Plaintiff contends the determination by the ITA that members of the Vitro group were in receipt of CEDIS was unsupported by substantial evidence and was otherwise contrary to law. In the administrative review which is the subject of this action, plaintiff questioned whether the CEDI program had been suspended and if it was accurate that no benefits were being received by domestic Mexican companies. Plaintiff's Brief at 46; A.R. 36.
The ITA questionnaire was issued to determine whether or not Vitro Flotado or Vidrio Plano received countervailable benefits upon the manufacture or exportation of float glass to the United States. A.R. 39. The overall investigation concerning CEDIS and extra CEDIS was extensive. See e.g., A.R. 15 at 2-5, 36 at 2-7, 52 at 1-3, 65 at 4; Confidential Administrative Record (C.A.R.) 9 at 3-4, 14 at 12. Based on its investigation the ITA found that the signatories to the suspension agreement complied with the terms of the agreement during the period of the review. The parties were not receiving CEDIS or extra CEDIS that were countervailable. 51 Fed.Reg. at 44,504. Plaintiffs are understandably not satisfied with the result. This Court can nevertheless not treat this matter as a trial de novo. After having examined the record this Court holds the determination of the ITA is reasonable and supported by substantial evidence in the record and is otherwise in accordance with law.

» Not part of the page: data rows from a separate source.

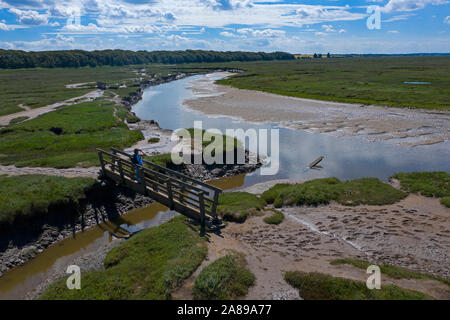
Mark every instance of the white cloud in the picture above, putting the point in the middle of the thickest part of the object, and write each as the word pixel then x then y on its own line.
pixel 266 33
pixel 399 17
pixel 227 34
pixel 410 5
pixel 5 27
pixel 328 28
pixel 30 17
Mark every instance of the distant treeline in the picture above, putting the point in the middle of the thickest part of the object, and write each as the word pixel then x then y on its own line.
pixel 13 59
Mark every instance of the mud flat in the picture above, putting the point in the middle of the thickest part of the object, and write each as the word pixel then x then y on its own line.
pixel 411 127
pixel 413 233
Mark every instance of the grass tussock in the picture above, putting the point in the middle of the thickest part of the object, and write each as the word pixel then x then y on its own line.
pixel 391 271
pixel 29 195
pixel 318 286
pixel 238 206
pixel 163 160
pixel 429 184
pixel 225 279
pixel 368 191
pixel 275 218
pixel 18 119
pixel 153 140
pixel 67 137
pixel 148 266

ITA DETERMINATION NOT TO INVESTIGATE LEASE OF LAND
Plaintiff contends it provided the ITA with 1984 financial statements that allegedly revealed that Vidrio de Plano de Mexico S.A. had been leasing land from the Mexican government at what appeared to be a nominal price. Plaintiff's Brief at 68. Plaintiff requested the ITA to investigate the lease to determine if it was made on non-commercial terms. Id. at 68-69, A.R. 36 at 15. Plaintiff alleged an amount it believed was the annual rent but provided no information as to how much land might be involved, the type of lease or the use to which the land had been put. The ITA indicated nevertheless it would investigate the matter during the course of the next review. 51 Fed.Reg. at 44,504.
This Court holds the determination by the ITA was reasonable, supported by substantial evidence in the record and otherwise in accordance with the law.
Were this Court to hold otherwise, every time a party wanted to stop or impede a review, it could simply make a skeleton-type allegation of a possible countervailable subsidy. Presumably the agency would have to stop everything until it had disposed of that allegation. The administration of the agency would then be turned over to the whim of the parties and the agency would no longer be able to properly function as envisioned by Congress.
This Court grants the motion of defendant and defendant-intervenor and affirms the determination. The motion of plaintiff is denied and this action is dismissed.
Upon reading and considering plaintiff's motion for judgment upon the agency record, and all opposition thereto, and upon reading and filing all other papers and proceedings herein, it is hereby
ORDERED that plaintiff's motion for judgment upon the agency record be, and it is hereby, denied; and it is further
ORDERED that the final results of the administrative review of the suspension agreement covering Unprocessed Float Glass from Mexico; Final Results of Countervailing Duty Administrative Review, 51 Fed.Reg. 44,503 (Dec. 10, 1986) is sustained in all respects. This action is hereby dismissed.